Noten sind bei uns egal. Am Ende des Studiums ist es vor allem wichtig, ein möglichst vielseitiges Portfolio an Entwürfen zu haben. Das schafft man meist nicht in Regelstudienzeit. Wer in Regelstudienzeit studiert, studiert falsch. Das sagen einem selbst renommierte Architekten oder Professorinnen. Man muss sich mit der Materie intensiv auseinandersetzen, das braucht eben Zeit – reinkommen, eintauchen, verstehen.«

Typische Pflichtfächer: Architektur und Gebäudeplanung, Architektur und Konstruktion, Entwerfen, Gebäudelehre, Gebäudetechnologie, Gestalten und Darstellen, Grundlagen der Stadt- und Landschaftsplanung, Grundlagen der Tragwerklehre und Baustoffkunde, Konstruktion, Kulturelle und historische Grundlagen, Normen, Recht, Verfahren, Planungsmethodik, Soziologie, Geschichte und Theorie der Architektur

Mögliche Schwerpunkte: Denkmalpflege, Städteplanung, Freiraum- und Grünplanung, Kunst- und Kulturgeschichte, Holzbau, Stahlbau

»Studieninteressierte fragen mich: Muss man zeichnen können? Muss man besonders kreativ sein? Muss man Mathe können? Ich kann sagen: Nein, weil man es im Studium lernt, auch die Kreativität. Meiner Meinung nach reicht es, wenn man Vierecke und Linien zeichnen kann. Viel wichtiger finde ich es, mit offenen Augen durch die Welt zu gehen und sich viele Häuser anzuschauen. Und man muss bereit sein, viel Zeit vor dem Computer zu verbringen.
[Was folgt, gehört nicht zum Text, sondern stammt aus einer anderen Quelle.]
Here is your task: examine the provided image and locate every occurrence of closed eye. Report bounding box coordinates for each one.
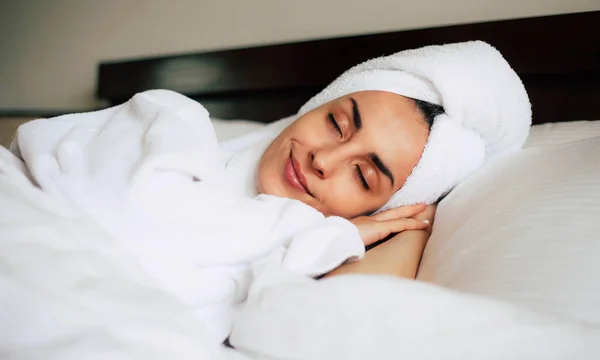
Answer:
[356,165,370,190]
[327,113,342,137]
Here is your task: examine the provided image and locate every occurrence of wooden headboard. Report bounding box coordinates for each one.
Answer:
[97,11,600,123]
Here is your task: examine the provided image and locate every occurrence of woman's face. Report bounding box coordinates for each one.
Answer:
[258,91,429,219]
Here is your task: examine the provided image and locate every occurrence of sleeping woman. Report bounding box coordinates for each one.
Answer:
[4,42,531,342]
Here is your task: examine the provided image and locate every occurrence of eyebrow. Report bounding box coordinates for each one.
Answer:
[369,153,394,186]
[350,97,362,131]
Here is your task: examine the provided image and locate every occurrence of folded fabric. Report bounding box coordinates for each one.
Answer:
[13,90,364,341]
[298,41,531,211]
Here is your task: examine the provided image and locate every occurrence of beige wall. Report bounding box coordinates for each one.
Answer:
[0,0,600,110]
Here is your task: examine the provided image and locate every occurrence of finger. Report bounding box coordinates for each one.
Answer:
[385,219,430,233]
[373,204,427,221]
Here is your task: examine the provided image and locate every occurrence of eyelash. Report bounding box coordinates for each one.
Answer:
[356,165,370,190]
[327,113,343,137]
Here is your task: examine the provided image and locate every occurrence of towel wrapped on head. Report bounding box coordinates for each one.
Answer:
[298,41,531,211]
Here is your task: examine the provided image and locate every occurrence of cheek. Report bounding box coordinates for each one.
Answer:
[321,178,370,219]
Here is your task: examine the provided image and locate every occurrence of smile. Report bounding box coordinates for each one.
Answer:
[285,152,313,196]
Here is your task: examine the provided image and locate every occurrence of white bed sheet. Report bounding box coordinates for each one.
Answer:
[0,120,600,360]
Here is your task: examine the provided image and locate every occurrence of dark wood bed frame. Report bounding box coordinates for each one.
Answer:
[97,11,600,123]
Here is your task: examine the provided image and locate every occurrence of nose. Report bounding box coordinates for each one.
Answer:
[310,146,351,179]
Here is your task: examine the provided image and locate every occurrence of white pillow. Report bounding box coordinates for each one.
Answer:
[524,120,600,148]
[210,118,267,142]
[418,137,600,324]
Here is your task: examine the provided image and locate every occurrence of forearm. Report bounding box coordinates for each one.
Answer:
[326,230,429,279]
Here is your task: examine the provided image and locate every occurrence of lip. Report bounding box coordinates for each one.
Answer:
[285,152,313,196]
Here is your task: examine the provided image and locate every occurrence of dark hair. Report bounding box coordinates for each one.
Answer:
[413,99,444,128]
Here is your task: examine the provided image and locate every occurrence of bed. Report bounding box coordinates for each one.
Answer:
[0,11,600,359]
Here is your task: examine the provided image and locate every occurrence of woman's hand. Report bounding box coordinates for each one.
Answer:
[350,204,435,246]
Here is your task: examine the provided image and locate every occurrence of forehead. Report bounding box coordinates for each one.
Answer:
[339,91,429,187]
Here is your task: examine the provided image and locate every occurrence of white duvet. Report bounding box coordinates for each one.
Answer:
[0,114,600,360]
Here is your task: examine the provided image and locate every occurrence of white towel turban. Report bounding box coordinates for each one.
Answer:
[299,41,531,211]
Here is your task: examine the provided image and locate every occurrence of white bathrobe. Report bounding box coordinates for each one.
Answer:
[11,90,364,342]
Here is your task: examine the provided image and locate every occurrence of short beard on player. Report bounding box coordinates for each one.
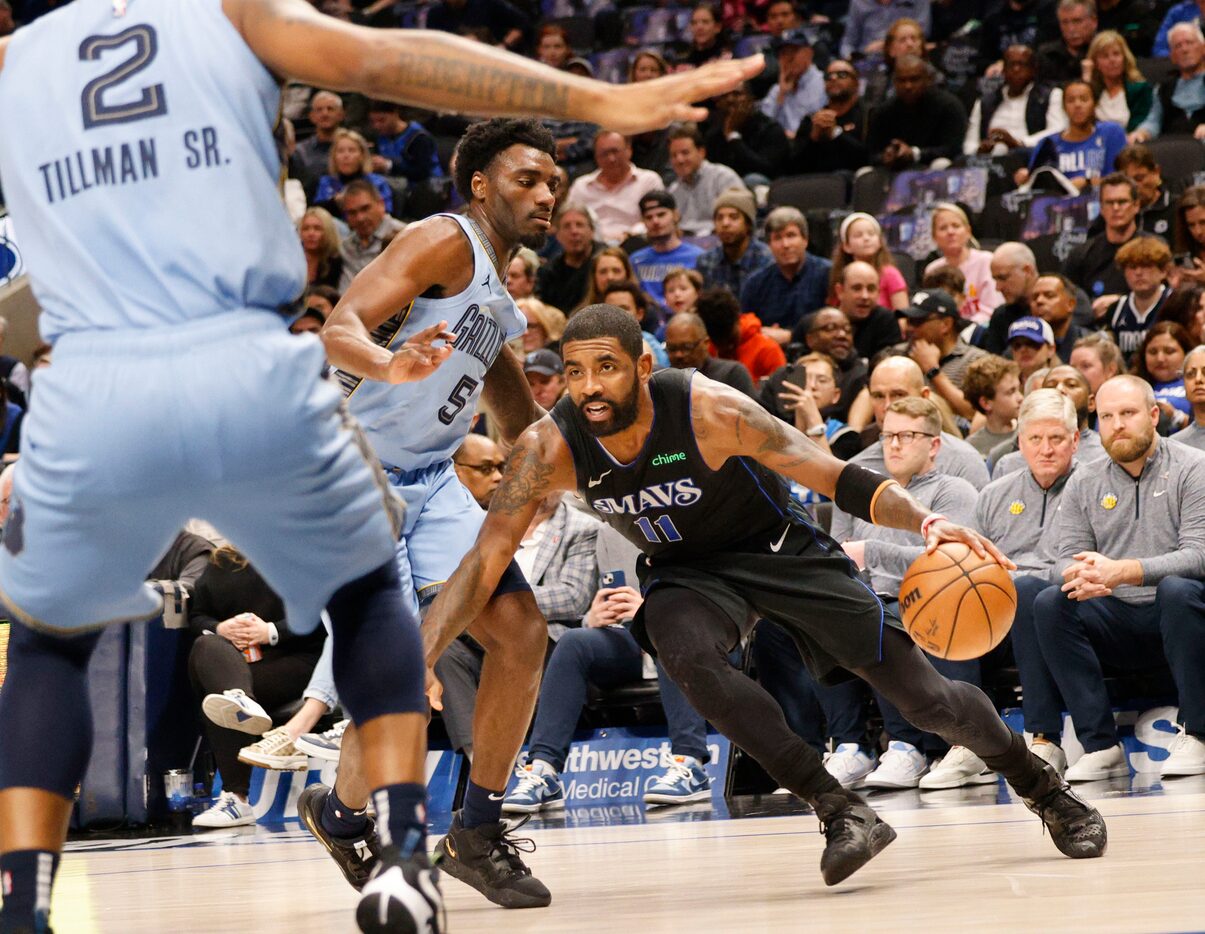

Bei uns gibt es viele Gruppenarbeiten und viel Austausch mit den Dozierenden, sogenannte Konsultationen – zurzeit leider nur digital. Regelmäßig stellen wir ihnen unsere Entwürfe vor und diskutierten darüber: Fügt sich das Gebäude gut in die Umgebung ein? Ist Beton das passende Material? Bietet der Innenraum eine passende Atmosphäre für die geplante Nutzung? Zusätzlich zum Semesterbeitrag braucht man schätzungsweise noch 250 Euro für Materialien – Cutter, Stifte und Ausdrucke von Plänen.«

Berufsaussichten nach dem Studium

»Bei uns kann man einen Schwerpunkt wählen und seinen Abschluss entweder in Städtebau oder Architektur erlangen – beim einen geht es um die Planung von Stadtteilen und öffentlichen Räumen, beim anderen um ein einzelnes Gebäude. Ich tendiere zu einem Abschluss in Architektur.

Erst einmal erscheint es simpel: Wer Architektur studiert, arbeitet in den allermeisten Fällen als Architekt oder Architektin. Ich selbst möchte auch ganz klassisch in einem Architekturbüro arbeiten. Allerdings weiß ich noch nicht, ob ich mich in einem kleinen Büro mit etwa zehn Mitarbeitenden oder bei einem ›Global Player‹ bewerben werde. Ich schließe auch nicht aus, mich selbstständig zu machen. Das wäre allerdings die unsicherste Entscheidung. Wer Stabilität möchte, dem würde ich davon abraten.«

Branchen und Gehälter:

Nach dem Architekturstudium können Absolvent:innen unter anderem in Architekturbüros, der Stadt- oder Landschaftsplanung oder der Energieberatung arbeiten. Wer einen dieser Berufstitel tragen möchte, muss in Deutschland in die Berufskammer  aufgenommen werden. Die Mitgliedschaft bescheinigt ein hohes Ausbildungs- und Qualitätsniveau und dient als eine Art Gütesiegel  für mögliche Auftraggeber:innen. Dafür braucht man ein mindestens vierjähriges Studium und mindestens zwei Jahre Berufserfahrung.

Berufseinsteiger:innen bekommen laut Stepstone-Gehaltsreport  einen Einstiegslohn von 37.769 Euro brutto pro Jahr.